The Local Government Association (LGA) describes this as a ‘child obesity epidemic.’
An All-Party Parliamentary Group report on food and drink marketing published this month recommended, among other measures, that there should be a ban on the use of child-friendly characters to advertise junk food.
The former health secretary Jeremy Hunt announced in June a plan to halve childhood obesity by 2030, which included the promise of a consultation on introducing new TV and online advertising restrictions.

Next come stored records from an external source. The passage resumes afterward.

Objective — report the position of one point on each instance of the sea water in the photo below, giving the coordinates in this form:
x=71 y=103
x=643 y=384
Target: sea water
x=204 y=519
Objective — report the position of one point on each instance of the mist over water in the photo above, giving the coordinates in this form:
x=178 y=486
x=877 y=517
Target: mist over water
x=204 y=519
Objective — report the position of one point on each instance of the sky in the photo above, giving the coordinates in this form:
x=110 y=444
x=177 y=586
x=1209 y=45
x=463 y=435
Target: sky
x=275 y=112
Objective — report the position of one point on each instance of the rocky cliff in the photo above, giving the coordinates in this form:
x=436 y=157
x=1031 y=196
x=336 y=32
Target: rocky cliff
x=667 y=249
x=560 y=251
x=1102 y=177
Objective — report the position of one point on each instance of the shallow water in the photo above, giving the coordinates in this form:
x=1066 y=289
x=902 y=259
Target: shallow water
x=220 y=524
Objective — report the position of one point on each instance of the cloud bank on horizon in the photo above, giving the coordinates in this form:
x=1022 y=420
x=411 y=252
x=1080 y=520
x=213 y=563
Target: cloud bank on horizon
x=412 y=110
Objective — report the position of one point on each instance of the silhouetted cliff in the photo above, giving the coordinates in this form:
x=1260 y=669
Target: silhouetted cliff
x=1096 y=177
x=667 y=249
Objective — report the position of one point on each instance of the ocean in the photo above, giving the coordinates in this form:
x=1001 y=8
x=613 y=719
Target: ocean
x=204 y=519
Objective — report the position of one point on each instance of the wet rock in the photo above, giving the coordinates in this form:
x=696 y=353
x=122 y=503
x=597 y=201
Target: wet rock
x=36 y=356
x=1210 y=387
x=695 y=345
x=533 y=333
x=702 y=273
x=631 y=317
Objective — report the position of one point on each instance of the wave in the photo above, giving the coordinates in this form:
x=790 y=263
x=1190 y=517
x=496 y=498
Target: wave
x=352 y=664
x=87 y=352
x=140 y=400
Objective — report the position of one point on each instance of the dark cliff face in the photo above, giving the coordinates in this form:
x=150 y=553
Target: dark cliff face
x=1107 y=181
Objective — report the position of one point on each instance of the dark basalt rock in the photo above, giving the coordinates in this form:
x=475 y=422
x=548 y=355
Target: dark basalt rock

Responding to the APPG report, Cllr Ian Hudspeth, chairman of the LGA’s Community Wellbeing Board, said: ‘The Government’s childhood obesity strategy included positive measures to tackle this crisis, but we urge it to go further by giving councils powers to ban junk food advertising – including on telephone boxes — near schools, nurseries and children’s centres and providing specialised support for obese and severely obese children.
‘Limiting children’s exposure to an onslaught of adverts for unhealthy food, in conjunction with other initiatives, will help improve children’s health and reduce the risk of diabetes, heart disease, stroke and cancer in later life.’